Also, just a side note, I am running WordPress 5.9.1 and using WPML 4.5.5.

jpSimkins commented 2 years ago

It seems I missed paginating string translations. I pushed an update to solve this issue.

I also notice that string translations are not working properly (only showing 27 out of over 500,000). The serialized data in the DB is not valid. When I copy it out and try to unserialize it, it is not valid and doesn't unsearialize. I am trying to figure out why this is.

I should note that it appears to break on HTML as it doesn't seem to be escaped so this is most likely a PolyLang issue itself. I am not sure exactly why this is happening but until I can figure this out, I cannot switch to PolyLang. I am still trying to understand this part of the system so hopefully I can figure out why this is the case. Doesn't appear to be an issue with the importer but PolyLang itself (assuming the MO system).

Of course, having HTML in a string translation itself is bad... this is due to other plugins and is still something I need the multilingual plugin to deal with. (GDPR Cookie Consent is an example)

As for the package_* issue I posted above. I think these need to be imported too. I have 2:

  1. package_gutenberg
  2. package_elementor

Elementor is a plugin but Gutenberg is core WP so not really sure what this is about here. Seems like this should be imported but since I am new to PolyLang, I really don't know where this should be stored.

jpSimkins commented 2 years ago

Further investigation shows this was due to WPML scanning the plugins/themes to import the string translations. Not sure why these did not import but by using Theme and plugin translation for Polylang (TTfP) I was able to get what I wanted. Just had to redo the translations. Again, I don't see why this failed as the data looked good until it went to the MO system of Polylang.

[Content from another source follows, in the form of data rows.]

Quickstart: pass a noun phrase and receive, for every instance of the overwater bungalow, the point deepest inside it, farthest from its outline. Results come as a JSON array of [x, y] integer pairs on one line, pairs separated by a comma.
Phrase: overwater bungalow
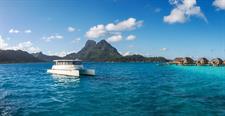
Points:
[[216, 62], [202, 61]]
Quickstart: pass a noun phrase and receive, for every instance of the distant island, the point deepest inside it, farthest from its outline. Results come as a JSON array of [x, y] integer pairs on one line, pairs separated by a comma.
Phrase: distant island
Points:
[[92, 51]]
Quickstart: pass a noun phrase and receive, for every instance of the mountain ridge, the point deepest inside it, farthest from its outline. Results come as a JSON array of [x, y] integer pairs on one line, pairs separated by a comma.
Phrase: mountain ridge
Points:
[[101, 51]]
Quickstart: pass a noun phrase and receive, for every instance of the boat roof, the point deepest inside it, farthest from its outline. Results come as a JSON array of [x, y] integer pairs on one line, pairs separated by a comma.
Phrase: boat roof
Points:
[[67, 60]]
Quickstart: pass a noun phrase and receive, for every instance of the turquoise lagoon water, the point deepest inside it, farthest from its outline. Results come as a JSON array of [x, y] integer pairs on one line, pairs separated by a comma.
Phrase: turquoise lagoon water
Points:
[[141, 89]]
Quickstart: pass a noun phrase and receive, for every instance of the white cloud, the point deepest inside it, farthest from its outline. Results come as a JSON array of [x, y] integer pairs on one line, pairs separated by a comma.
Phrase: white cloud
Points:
[[183, 10], [163, 49], [131, 37], [115, 38], [220, 4], [3, 44], [25, 46], [71, 29], [14, 31], [157, 10], [76, 40], [27, 31], [126, 53], [112, 29], [52, 37], [96, 32], [125, 25]]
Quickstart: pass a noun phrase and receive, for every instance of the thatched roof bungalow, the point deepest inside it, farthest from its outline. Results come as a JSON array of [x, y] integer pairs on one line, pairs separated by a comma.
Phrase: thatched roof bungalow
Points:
[[202, 61], [216, 62]]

jpSimkins commented 2 years ago

Pushed up a fix for taxonomy term translations not being associated properly.

Chouby commented 2 years ago

@jpSimkins

Thank you for your very interesting work.

You should consider the current status of WPML to Polylang as a MVP to migrate the data. However, it helped most of the people wanting to migrate to Polylang during the past years while being difficult or even impossible to use when pushing the limits to the extreme as you experienced it.

For me, known issues of the current version are mainly:

  1. The size limit of the MYSQL queries.
  2. The memory size limit.
  3. The timeout limit.

Your PR fixes the point 1, not the points 2 and 3. However, your work motivated me to go one step beyond and fix all 3 issues at the same time.

So I took some time last week to work on this, reusing part of your work and ideas that you included in this PR.

My goal is to split the migration in several processes instead of only one, all working within the limits identified above.

Thus I have splitted the migration in several actions:

  1. Create languages
  2. Assign post languages and translations (*)
  3. Assign term languages and translations (*)
  4. Assign menu locations
  5. Process post and terms with language (*)
  6. Create strings translations (*)
  7. Migrate options

The actions marked by an asterisk may still go beyond reasonable limits. So these actions must be splitted themselves in several processes (called steps) if necessary.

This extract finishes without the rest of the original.